Addressing Infection Prevention Staffing Gaps in Ambulatory and Procedural Care

Traditional models that are based on inpatient bed counts fail to account for the unique demands of ambulatory and procedural settings.

By Jeff Wardon, Jr., Assistant Editor


As healthcare facilities expand their outpatient and procedural services, infection prevention (IP) teams face mounting challenges in maintaining patient safety across diverse and complex care environments. Traditional staffing models, usually based on inpatient bed counts, fail to account for the unique demands of ambulatory and procedural settings — something Boston Children’s Hospital set out to address with a comprehensive assessment of its infection prevention staffing needs. 

Healthcare Facilities Today spoke with Lindsay Weir, an infection prevention expert at Boston Children’s Hospital, to understand the key findings from the hospital’s assessment on IP staffing, how complexity indicators influenced resource allocation and the strategies used to secure additional staff to meet growing demands. 

Healthcare Facilities Today: What were the key findings of Boston Children’s Hospital’s assessment of its infection prevention staffing needs, and how did it highlight the challenges of adequately supporting both onsite and off-site responsibilities?   

Lindsay Weir: The biggest takeaway from our work is about the scope and complexity of ambulatory and procedural operations, and how high the actual infection control demands are in these spaces. So, at the time of the assessment, we had a large staff compared to many other infection prevention departments.  

We had seven full-time staff members at the time, and two of them were devoted to ambulatory and procedural spaces. Despite us having a large staff that was fully staffed by traditional ratios, our assessment found that when you account for the complexity and the geographic scope of these outpatient bases that we were operating at a 2.5 full-time equivalent (FTE) deficit.   

It really just drives home the point that the growing complexity and under-appreciation for that complexity and the scope of these spaces can really hide how much demand there is for infection control resources. 

HFT: Why do conventional methods of calculating infection prevention staff based on inpatient beds fail to account for the complexity of modern healthcare, especially in pediatric and ambulatory settings?   

Weir: I personally think that ambulatory and outpatient procedural spaces are treated as not requiring as much support or resources when you compare it to patient populations. This is because the inpatient side is traditionally thought of as more complex, as you have patients there with indwelling devices. Traditionally, we think of those spaces as being in higher demand, but I think all evidence is pointing to it changing and that the volume and complexity is shifting to the outpatient setting.

Related: Infection Preventionist Staffing Levels Correlate to HAI Incidence

I definitely think that our findings are in keeping with these national trends since we did find that half of all our ambulatory and procedural locations did have at least one indicator of being a complex space. Nearly 9 percent had three or more indicators, so these wouldn’t be accounted for at all in traditional metrics that would only look at inpatient settings exclusively. 

HFT: What roles do complexity variables, such as high-level disinfection or aerosol-generating procedures, play in determining infection prevention staffing levels, and how did Boston Children’s Hospital use these variables in its needs assessment?   

Weir: We didn’t necessarily look at complexity indicators as directly correlating to staffing levels. However, I definitely suspect that the complexity indicators are aligned with the number of IP hours spent in these spaces that have multiple indicators. These spaces do require more frequent rounding, and these rounds take longer and they’re therefore likely to have more in depth needs such as console, special projects, etc. 

In that way, their increased time requirements would impact on our staff assessment. However, I think the way we use them, which was really to help us scope and understand what was being done in our ambulatory set, and what that did was help our department leadership assess resource prioritization. This is especially true when faced with competing demand that all hospitals and IP departments are faced with. 

For example, we were able to use these complexity indicator distributions to look at and stratify our environment of care rounding by location complexity. That way we’re able to adjust the surroundings as needed for areas that have much more complexity and maybe pull back a little in places that aren’t as complex. 

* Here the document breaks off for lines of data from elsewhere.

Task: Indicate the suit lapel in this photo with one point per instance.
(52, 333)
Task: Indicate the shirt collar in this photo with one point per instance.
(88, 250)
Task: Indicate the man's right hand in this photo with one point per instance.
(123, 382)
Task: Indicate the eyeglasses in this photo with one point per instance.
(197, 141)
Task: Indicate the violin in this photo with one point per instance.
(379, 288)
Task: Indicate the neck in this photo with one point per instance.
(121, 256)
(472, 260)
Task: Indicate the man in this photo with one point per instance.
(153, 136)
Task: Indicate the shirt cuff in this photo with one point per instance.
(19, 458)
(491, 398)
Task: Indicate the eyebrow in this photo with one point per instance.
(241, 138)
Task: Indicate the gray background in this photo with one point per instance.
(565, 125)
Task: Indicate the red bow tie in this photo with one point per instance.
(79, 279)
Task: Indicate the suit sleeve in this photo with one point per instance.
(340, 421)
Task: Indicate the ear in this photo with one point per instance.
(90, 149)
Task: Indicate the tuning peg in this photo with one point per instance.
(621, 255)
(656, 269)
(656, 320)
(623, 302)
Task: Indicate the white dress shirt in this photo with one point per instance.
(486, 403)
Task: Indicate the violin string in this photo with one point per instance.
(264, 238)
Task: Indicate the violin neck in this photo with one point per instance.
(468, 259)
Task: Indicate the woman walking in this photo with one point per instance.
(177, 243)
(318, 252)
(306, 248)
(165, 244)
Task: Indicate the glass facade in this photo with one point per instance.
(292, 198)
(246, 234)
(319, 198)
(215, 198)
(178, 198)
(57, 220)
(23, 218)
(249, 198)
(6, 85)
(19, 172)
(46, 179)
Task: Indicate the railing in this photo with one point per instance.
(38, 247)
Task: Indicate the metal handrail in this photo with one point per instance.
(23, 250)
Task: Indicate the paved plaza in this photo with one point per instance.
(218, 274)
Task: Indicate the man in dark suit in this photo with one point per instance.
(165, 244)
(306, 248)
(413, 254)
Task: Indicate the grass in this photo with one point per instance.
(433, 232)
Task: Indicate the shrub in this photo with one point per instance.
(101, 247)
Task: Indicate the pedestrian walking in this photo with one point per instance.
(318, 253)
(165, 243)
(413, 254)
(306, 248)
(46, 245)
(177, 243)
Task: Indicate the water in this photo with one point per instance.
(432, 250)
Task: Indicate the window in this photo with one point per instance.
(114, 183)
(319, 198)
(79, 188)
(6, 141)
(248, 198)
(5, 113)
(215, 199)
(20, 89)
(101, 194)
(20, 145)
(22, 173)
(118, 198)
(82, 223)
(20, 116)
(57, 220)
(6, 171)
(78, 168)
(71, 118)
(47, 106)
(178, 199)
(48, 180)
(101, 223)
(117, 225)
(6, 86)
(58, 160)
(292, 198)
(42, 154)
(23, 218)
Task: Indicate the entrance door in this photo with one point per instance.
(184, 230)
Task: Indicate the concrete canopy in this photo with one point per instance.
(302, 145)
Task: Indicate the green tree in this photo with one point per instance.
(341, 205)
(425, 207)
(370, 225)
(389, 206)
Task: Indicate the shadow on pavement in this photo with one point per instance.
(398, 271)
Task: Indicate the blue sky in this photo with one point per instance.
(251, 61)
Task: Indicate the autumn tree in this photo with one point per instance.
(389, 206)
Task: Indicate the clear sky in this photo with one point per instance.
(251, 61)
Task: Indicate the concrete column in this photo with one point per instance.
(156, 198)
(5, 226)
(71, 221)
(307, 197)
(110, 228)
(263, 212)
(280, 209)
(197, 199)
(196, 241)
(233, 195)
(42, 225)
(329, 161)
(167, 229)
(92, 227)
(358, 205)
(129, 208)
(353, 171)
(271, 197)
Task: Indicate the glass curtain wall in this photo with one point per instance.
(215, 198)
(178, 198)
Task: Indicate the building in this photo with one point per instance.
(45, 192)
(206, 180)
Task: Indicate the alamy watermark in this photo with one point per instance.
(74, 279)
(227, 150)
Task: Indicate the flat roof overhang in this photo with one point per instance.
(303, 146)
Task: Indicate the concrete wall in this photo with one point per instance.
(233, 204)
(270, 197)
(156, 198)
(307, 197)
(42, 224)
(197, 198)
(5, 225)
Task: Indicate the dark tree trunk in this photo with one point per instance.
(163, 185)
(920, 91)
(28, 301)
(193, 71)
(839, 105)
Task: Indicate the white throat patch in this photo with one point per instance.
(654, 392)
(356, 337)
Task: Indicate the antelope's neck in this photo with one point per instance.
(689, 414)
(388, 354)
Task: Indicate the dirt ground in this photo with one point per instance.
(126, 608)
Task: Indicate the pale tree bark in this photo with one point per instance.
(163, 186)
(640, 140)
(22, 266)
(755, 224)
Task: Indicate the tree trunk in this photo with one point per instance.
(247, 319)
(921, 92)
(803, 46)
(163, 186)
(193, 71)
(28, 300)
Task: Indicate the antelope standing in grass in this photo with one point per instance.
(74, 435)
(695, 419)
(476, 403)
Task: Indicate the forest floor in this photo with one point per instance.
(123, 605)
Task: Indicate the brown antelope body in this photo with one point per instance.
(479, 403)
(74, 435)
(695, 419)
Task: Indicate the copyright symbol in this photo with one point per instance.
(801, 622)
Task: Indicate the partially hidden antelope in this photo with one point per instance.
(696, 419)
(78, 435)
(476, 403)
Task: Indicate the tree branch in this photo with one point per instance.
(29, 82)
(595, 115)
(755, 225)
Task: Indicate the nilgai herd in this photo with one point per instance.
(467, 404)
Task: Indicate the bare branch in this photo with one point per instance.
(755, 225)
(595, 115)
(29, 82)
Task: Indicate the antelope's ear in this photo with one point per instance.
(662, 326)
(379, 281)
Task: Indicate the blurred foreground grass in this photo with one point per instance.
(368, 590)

HFT: How did Boston Children’s Hospital’s detailed assessment influence hospital leadership’s decision to approve new IP hires, and what were the business case strategies used to secure additional resources?   

Weir: In addition to highlighting that we had an IP deficit, this assessment gave us concrete data to bring to hospital leadership to show them the complexity of our needs for our ambulatory and procedural location. What we can do is help contextualize what the proposed benefits would be of adding these FTEs in terms of being able to enhance our regulatory preparedness and the professional development of our staff. 

We were also able to use this as context to highlight ongoing vulnerabilities that we would face in these areas if our staffing deficit continued. I think that it was really helpful to bring these concrete numbers and data to put in the context of how understaffed we were and how we would be able to use new resources should they be granted. 

Jeff Wardon, Jr., is the assistant editor of the facilities market.